Os dados são da Pesquisa Nacional por Amostra de Domicílios Contínua (PNAD), divulgada pelo Instituto Brasileiro de Geografia e Estatística (IBGE) e analisada no relatório do Observatório do Trabalho de MS. O estudo, elaborado pela Fundação do Trabalho de Mato Grosso do Sul (Funtrab) e pela Secretaria de Meio Ambiente, Desenvolvimento, Ciência, Tecnologia e Inovação (Semadesc), destaca a estabilidade e o crescimento do mercado de trabalho no Estado.
Para o secretário da Semadesc, Jaime Verruck, os números confirmam o bom desempenho econômico de MS. “O Estado mantém um nível de atividade elevado, refletindo a continuidade do crescimento econômico e da geração de novas vagas de emprego”, avaliou. Segundo ele, a baixa taxa de desocupação reforça a solidez do mercado de trabalho sul-mato-grossense.
Verruck também ressaltou que o aumento da renda média dos trabalhadores impulsiona a economia estadual. “Com maior disponibilidade de empregos e mobilidade no mercado de trabalho, há uma pressão positiva sobre os salários, ampliando a massa salarial e fortalecendo o consumo interno. Isso beneficia pequenos negócios e contribui para o crescimento da arrecadação”, explicou.

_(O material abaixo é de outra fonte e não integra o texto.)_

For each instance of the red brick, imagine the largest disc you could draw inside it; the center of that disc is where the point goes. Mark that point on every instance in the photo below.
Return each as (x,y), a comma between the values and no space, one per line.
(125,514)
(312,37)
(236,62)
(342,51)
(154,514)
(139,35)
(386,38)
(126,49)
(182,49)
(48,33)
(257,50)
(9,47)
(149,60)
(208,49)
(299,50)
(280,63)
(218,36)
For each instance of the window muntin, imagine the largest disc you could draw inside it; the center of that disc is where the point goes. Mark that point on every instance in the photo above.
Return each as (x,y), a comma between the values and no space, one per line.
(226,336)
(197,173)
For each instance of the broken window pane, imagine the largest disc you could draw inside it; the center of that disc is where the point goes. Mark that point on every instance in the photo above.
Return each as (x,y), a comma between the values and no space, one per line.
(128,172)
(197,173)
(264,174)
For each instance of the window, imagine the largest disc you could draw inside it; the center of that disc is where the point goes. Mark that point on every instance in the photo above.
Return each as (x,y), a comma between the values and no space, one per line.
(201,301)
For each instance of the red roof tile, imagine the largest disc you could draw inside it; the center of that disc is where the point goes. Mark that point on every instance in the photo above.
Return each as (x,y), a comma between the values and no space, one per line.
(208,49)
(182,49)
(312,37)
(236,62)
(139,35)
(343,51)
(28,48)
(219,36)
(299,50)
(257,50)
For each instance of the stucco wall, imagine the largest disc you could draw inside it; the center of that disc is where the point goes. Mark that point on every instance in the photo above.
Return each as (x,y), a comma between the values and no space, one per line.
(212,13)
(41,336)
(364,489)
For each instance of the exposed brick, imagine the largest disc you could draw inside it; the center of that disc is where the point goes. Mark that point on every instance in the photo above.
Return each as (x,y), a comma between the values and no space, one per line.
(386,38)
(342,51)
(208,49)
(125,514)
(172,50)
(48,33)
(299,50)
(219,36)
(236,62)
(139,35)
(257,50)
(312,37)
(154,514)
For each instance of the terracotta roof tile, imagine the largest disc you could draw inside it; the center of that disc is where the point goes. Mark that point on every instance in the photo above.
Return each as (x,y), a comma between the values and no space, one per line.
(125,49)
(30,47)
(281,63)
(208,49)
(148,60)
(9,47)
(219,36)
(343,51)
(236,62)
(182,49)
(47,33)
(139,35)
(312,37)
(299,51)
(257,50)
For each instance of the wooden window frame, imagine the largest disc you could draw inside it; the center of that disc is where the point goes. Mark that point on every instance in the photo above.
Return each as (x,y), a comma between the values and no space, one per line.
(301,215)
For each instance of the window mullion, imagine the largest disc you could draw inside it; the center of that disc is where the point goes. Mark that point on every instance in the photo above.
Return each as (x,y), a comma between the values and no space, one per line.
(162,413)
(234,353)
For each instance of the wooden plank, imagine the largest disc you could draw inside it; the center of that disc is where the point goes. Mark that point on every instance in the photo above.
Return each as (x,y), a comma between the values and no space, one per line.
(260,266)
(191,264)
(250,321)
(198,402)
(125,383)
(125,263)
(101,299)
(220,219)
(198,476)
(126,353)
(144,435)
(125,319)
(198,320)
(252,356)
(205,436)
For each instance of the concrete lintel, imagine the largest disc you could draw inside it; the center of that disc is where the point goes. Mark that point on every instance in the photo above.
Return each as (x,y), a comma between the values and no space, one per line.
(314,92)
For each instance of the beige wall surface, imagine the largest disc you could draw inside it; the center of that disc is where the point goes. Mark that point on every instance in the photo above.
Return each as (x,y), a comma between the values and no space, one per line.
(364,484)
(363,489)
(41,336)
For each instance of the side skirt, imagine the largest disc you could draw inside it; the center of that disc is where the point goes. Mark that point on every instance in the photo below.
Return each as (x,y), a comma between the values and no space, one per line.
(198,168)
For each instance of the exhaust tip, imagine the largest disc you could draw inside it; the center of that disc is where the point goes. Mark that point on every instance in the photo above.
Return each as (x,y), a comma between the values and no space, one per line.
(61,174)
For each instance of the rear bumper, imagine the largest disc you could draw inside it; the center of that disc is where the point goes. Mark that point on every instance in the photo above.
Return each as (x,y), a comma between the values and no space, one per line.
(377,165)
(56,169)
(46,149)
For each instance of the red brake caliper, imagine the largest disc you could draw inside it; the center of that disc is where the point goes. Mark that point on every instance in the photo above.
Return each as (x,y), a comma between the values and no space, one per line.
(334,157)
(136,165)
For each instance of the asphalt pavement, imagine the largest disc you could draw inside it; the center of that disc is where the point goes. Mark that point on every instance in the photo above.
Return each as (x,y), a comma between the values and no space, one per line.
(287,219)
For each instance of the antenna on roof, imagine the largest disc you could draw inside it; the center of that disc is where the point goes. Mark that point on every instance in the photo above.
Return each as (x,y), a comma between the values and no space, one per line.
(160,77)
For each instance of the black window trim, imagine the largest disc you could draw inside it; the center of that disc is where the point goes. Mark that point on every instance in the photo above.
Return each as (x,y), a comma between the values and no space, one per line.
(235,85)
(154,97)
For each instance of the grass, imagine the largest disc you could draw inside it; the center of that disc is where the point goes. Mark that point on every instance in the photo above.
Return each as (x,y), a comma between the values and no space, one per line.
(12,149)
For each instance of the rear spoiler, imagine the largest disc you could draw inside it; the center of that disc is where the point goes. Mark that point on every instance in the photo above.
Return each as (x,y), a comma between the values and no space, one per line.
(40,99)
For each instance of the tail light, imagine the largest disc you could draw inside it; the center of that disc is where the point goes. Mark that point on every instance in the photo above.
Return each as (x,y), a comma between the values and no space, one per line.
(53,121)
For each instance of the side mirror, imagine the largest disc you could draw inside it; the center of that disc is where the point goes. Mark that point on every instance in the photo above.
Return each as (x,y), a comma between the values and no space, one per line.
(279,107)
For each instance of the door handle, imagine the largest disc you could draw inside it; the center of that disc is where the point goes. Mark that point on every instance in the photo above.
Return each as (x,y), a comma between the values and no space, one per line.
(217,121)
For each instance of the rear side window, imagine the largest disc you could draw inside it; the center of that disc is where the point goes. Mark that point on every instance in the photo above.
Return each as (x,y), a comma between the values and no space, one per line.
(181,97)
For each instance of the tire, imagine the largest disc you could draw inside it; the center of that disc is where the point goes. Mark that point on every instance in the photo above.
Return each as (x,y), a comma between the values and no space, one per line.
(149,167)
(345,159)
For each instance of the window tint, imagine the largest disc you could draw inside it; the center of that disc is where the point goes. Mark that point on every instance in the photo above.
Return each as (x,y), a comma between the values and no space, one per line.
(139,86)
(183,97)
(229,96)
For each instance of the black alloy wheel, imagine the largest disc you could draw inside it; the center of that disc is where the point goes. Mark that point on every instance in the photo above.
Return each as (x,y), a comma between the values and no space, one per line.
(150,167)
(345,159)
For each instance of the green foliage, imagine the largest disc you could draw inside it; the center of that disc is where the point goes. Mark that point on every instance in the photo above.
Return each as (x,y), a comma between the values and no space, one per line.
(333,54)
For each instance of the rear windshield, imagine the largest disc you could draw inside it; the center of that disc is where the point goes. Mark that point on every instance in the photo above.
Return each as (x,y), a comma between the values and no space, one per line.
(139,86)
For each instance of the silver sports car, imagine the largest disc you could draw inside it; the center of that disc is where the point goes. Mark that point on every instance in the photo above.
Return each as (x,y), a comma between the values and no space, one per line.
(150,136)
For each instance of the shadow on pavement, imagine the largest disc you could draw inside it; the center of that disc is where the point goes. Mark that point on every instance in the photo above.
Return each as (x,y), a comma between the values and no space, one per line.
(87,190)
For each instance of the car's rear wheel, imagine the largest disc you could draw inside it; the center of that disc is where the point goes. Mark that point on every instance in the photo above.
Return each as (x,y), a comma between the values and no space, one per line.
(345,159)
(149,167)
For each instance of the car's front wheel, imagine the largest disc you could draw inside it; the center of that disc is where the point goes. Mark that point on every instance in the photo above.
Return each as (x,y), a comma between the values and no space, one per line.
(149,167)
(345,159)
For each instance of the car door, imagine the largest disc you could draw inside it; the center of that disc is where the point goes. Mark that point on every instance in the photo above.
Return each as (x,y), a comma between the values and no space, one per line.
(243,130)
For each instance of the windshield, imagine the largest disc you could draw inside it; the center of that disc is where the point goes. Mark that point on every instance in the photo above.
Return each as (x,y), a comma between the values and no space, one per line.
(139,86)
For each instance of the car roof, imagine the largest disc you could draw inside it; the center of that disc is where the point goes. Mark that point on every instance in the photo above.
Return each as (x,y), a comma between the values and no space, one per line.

Com um cenário de baixa desocupação, crescimento na remuneração e estabilidade no mercado de trabalho, Mato Grosso do Sul se consolida como um dos estados brasileiros com os melhores índices de empregabilidade. Esse avanço reforça o desenvolvimento econômico e fortalece a posição do Estado como referência na geração de oportunidades para a população.